Dunhuang manuscripts
The Dunhuang manuscripts are a large and varied collection of religious and secular texts, consisting mainly of handwritten manuscripts on materials such as hemp, silk, and paper, along with some woodblock-printed items. Composed in a range of languages including Chinese, Tibetan and others, these manuscripts were discovered in 1900 at the Mogao Caves near Sachu in Dunhuang, Gansu Province, China, by the itinerant Daoist monk Wang Yuanlu. After taking over the caves, Wang sold the manuscripts to Aurel Stein and Paul Pelliot for a modest sum. Knowing the philological value of the Dunhuang manuscripts, Stein and Pelliot bought them from Wang and took them from China to Europe.
Most of the manuscripts originate from a cache of documents produced between the late 4th and early 11th centuries. These were sealed in what is now known as the Library Cave (Cave 17) sometime in the early 11th century. The site at Sachu (modern-day Dunhuang) was an important regional centre for manuscript production during this period and had also served as an official printing office during the 8th and 9th centuries when the area was under Tibetan rule and formed part of the Silk Road network.
Wang Yuanlu reportedly used the cave complex as a base for his alms-collecting activities and allegedly had discovered the documents concealed behind a sealed wall in an annex within one of the caves.
In addition to the Library Cave, manuscripts and printed texts have also been discovered in several other caves at the site. Notably, Pelliot retrieved a large number of documents from Caves 464 and 465 in the northern section of the Mogao Caves. These documents mostly date to the Yuan dynasty (1271–1368), several hundred years after the Library Cave was sealed, and are written in various languages, including Tibetan, Chinese, and Old Uyghur.

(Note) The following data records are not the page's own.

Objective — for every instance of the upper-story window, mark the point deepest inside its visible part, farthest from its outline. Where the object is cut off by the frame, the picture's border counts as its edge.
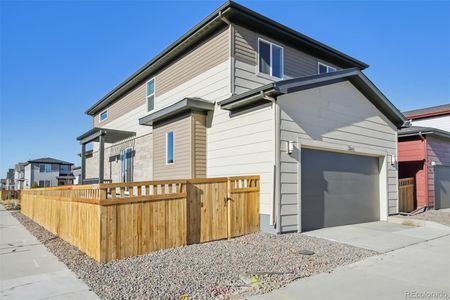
(169, 148)
(270, 59)
(64, 168)
(150, 94)
(103, 116)
(45, 168)
(323, 68)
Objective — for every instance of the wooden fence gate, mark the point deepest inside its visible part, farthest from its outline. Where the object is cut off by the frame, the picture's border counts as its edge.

The Dunhuang documents include works ranging from history, medicine and mathematics to folk songs and dance. There are also many religious documents, most of which are Buddhist, but other religions and philosophy including Daoism, Confucianism, Nestorian Christianity, Judaism, and Manichaeism, are also represented. These manuscripts constitute a major resource for academic research across numerous disciplines, including history, medicine, religious studies, linguistics, and manuscript studies. The majority of the manuscripts Pelliot took and are stored in the Bibliothèque nationale de France's collection are in Chinese (3,000 texts) and Tibetan (4,000 texts). The multitude of other languages represented in the manuscripts include Khotanese, Kuchean, Sanskrit, Sogdian, Old Uyghur, Prakrit, Hebrew, and Old Turkic.
The removal of the manuscripts has since been described by some scholars as "plunder," with the Chinese government calling for their return, including eight volumes that were repatriated by a Japanese businessman in 1997.